- Venue: London Aquatics Centre
- Dates: 7 September 2012
- Competitors: 12 from 8 nations
- Winning time: 2:06.30

Medalists
- 1st place, gold medalist(s):  / Ihar Boki / Belarus
- 2nd place, silver medalist(s):  / Roman Dubovoy / Russia
- 3rd place, bronze medalist(s):  / Danylo Chufarov / Ukraine

= Swimming at the 2012 Summer Paralympics – Men's 200 metre individual medley SM13 =

Event at the 2012 Summer Paralympics

The men's 200m ind. medley SM13 event at the 2012 Summer Paralympics took place at the London Aquatics Centre on 7 September.

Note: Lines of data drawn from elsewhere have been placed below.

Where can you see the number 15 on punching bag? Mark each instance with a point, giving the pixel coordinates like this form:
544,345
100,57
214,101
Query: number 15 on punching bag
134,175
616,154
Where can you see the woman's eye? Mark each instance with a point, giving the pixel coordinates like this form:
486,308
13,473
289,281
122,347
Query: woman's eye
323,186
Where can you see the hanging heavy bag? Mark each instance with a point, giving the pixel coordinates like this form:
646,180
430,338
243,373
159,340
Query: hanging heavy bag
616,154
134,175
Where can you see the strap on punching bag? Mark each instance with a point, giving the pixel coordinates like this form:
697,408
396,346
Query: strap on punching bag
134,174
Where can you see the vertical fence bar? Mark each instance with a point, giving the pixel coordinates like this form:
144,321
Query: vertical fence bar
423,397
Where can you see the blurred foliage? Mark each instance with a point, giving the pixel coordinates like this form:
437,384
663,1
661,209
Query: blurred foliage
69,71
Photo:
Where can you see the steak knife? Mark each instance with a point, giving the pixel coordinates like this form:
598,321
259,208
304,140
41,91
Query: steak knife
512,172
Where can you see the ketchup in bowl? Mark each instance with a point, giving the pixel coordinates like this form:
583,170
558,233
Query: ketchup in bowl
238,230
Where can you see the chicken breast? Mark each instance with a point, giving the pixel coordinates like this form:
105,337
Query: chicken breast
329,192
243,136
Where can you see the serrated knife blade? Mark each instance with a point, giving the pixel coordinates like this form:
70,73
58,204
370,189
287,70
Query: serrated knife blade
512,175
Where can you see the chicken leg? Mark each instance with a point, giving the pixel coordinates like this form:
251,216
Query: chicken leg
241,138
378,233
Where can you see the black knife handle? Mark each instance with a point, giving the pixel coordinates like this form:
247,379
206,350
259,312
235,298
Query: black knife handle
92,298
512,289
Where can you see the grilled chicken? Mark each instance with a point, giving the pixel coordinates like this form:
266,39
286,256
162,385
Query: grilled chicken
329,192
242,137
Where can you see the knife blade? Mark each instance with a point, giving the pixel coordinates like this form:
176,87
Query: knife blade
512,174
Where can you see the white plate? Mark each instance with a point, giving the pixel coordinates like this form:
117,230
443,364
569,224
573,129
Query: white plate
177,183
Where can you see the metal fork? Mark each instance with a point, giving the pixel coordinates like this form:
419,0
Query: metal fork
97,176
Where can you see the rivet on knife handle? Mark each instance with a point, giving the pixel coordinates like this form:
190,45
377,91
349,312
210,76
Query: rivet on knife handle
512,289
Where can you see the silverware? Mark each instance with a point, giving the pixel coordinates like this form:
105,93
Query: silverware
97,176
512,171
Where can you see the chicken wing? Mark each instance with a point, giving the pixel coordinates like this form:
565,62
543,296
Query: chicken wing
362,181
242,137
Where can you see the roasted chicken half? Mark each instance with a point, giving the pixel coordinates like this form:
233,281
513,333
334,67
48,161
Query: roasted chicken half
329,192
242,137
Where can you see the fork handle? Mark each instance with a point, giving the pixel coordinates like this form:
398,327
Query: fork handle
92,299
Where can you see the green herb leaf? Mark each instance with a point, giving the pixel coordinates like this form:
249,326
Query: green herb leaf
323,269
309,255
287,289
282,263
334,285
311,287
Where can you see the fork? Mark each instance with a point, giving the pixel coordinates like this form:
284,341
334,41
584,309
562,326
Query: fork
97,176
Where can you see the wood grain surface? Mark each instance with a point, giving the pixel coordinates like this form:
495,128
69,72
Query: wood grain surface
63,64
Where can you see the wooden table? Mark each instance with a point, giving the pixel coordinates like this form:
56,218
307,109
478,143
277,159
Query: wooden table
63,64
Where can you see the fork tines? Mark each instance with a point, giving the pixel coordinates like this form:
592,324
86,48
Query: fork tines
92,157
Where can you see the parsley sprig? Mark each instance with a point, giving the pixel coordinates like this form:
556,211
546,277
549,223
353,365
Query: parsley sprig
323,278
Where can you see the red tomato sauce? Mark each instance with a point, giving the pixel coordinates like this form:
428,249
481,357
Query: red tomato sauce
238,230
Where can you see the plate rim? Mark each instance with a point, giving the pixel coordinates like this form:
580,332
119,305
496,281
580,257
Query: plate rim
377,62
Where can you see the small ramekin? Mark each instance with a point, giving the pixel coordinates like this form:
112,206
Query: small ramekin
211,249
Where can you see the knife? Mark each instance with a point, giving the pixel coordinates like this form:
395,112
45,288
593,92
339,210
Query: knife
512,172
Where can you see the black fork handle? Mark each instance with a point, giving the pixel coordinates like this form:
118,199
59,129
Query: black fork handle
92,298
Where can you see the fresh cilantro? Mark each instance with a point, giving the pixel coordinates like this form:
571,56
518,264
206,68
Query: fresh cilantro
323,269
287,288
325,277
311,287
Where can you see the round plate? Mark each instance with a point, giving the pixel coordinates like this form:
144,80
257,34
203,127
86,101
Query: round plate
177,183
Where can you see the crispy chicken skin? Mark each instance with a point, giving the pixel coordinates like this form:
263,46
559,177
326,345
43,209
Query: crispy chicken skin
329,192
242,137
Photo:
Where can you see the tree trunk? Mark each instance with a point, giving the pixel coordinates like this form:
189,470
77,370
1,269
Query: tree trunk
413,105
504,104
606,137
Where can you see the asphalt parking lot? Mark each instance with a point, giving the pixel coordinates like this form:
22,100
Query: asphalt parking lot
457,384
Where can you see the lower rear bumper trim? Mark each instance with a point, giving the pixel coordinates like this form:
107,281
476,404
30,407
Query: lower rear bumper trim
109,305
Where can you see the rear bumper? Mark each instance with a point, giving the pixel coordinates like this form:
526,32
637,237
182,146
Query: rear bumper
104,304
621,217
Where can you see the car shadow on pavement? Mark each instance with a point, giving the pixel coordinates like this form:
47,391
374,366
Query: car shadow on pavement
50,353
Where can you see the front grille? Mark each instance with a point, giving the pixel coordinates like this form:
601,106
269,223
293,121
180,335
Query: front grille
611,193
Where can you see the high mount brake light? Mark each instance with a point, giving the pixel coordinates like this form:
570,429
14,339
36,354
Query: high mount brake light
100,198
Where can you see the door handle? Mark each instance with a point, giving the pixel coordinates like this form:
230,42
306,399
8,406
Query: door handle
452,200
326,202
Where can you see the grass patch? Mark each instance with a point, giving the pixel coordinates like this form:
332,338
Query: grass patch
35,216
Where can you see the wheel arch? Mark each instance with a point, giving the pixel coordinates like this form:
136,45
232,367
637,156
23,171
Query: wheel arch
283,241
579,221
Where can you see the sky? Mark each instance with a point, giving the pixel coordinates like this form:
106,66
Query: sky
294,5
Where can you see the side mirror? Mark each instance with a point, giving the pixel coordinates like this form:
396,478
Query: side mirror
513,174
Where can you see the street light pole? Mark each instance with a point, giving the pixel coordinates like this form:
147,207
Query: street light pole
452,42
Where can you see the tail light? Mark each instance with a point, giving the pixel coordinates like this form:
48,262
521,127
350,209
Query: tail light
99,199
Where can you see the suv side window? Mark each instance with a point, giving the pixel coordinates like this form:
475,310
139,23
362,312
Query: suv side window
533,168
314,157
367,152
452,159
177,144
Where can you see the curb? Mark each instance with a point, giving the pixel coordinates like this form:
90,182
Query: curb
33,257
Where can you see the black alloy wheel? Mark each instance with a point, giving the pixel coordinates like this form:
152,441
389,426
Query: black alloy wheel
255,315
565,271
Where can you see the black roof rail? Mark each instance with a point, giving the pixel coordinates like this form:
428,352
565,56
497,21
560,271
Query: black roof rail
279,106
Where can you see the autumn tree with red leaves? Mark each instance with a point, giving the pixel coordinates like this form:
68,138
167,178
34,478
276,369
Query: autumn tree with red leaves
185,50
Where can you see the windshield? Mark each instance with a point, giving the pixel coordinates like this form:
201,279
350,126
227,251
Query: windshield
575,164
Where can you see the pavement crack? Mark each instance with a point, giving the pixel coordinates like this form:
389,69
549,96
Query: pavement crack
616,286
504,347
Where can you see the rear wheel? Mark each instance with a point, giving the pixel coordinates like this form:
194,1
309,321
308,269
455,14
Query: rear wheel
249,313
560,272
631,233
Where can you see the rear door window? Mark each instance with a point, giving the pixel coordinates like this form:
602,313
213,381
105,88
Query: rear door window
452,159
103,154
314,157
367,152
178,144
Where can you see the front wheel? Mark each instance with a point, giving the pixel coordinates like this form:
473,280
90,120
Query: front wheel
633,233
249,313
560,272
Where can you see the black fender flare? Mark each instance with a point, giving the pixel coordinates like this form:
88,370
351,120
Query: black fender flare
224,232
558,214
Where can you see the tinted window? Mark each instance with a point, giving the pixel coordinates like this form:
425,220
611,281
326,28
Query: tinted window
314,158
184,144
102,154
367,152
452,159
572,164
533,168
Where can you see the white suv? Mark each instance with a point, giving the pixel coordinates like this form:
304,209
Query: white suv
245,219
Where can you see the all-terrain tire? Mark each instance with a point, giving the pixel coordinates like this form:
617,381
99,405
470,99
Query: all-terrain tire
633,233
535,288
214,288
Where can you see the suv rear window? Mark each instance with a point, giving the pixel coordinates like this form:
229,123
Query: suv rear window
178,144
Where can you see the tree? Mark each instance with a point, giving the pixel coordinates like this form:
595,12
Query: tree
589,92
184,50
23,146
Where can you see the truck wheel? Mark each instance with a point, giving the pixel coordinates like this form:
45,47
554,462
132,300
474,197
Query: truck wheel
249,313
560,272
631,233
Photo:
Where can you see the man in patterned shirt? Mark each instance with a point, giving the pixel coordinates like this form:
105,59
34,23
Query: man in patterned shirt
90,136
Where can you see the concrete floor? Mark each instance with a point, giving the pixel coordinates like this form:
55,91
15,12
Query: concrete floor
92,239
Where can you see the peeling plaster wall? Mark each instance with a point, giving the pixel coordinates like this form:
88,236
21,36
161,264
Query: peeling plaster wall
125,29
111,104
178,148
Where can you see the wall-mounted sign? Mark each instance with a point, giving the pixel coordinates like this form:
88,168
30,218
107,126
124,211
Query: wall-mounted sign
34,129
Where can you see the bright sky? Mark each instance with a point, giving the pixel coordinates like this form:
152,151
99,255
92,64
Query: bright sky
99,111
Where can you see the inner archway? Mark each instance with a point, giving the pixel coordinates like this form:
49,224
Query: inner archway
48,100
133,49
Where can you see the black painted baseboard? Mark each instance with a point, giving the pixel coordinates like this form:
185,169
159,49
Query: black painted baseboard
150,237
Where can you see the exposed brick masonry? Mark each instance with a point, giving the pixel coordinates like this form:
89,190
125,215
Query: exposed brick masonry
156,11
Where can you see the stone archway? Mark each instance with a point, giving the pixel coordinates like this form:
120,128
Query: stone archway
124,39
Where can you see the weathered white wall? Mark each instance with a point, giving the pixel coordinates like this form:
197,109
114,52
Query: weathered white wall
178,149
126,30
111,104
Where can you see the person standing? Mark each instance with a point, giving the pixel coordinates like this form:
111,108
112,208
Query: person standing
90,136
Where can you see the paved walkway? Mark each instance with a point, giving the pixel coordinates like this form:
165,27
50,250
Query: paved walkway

There were two heats; the swimmers with the eight fastest times advanced to the final.

==Results==

===Heats===
Competed from 11:29.

====Heat 1====

| Rank | Lane | Name | Nationality | Time | Notes |
|---|---|---|---|---|---|
| 1 | 3 | Roman Dubovoy | Russia | 2:13.81 | Q, PR |
| 2 | 5 | Danylo Chufarov | Ukraine | 2:15.51 | Q |
| 3 | 4 | Dzmitry Salei | Belarus | 2:16.00 | Q |
| 4 | 6 | Stepan Smagin | Russia | 2:20.99 | Q |
| 5 | 2 | Edgar Quirós Baltanas | Spain | 2:27.59 |  |
| 6 | 7 | Carlos Farrenberg | Brazil | 2:28.38 |  |

====Heat 2====

| Rank | Lane | Name | Nationality | Time | Notes |
|---|---|---|---|---|---|
| 1 | 4 | Ihar Boki | Belarus | 2:09.89 | Q, WR |
| 2 | 5 | Charles Bouwer | South Africa | 2:15.28 | Q |
| 3 | 3 | Oleksii Fedyna | Ukraine | 2:17.96 | Q |
| 4 | 6 | Sean Russo | Australia | 2:18.46 | Q, OC |
| 5 | 7 | Anton Ganzha | Ukraine | 2:27.68 |  |
| 6 | 2 | Devin Gotell | Canada | 2:27.88 |  |

===Final===
Competed at 20:16.

| Rank | Lane | Name | Nationality | Time | Notes |
|---|---|---|---|---|---|
| 1st place, gold medalist(s) | 4 | Ihar Boki | Belarus | 2:06.30 | WR |
| 2nd place, silver medalist(s) | 5 | Roman Dubovoy | Russia | 2:10.16 |  |
| 3rd place, bronze medalist(s) | 6 | Danylo Chufarov | Ukraine | 2:10.22 |  |
| 4 | 3 | Charles Bouwer | South Africa | 2:14.71 |  |
| 5 | 2 | Dzmitry Salei | Belarus | 2:14.96 |  |
| 6 | 8 | Stepan Smagin | Russia | 2:16.50 |  |
| 7 | 7 | Oleksii Fedyna | Ukraine | 2:17.29 |  |
| 8 | 1 | Sean Russo | Australia | 2:17.80 | OC |

Q = qualified for final. WR = World Record. PR = Paralympic Record. OC = Oceania Record.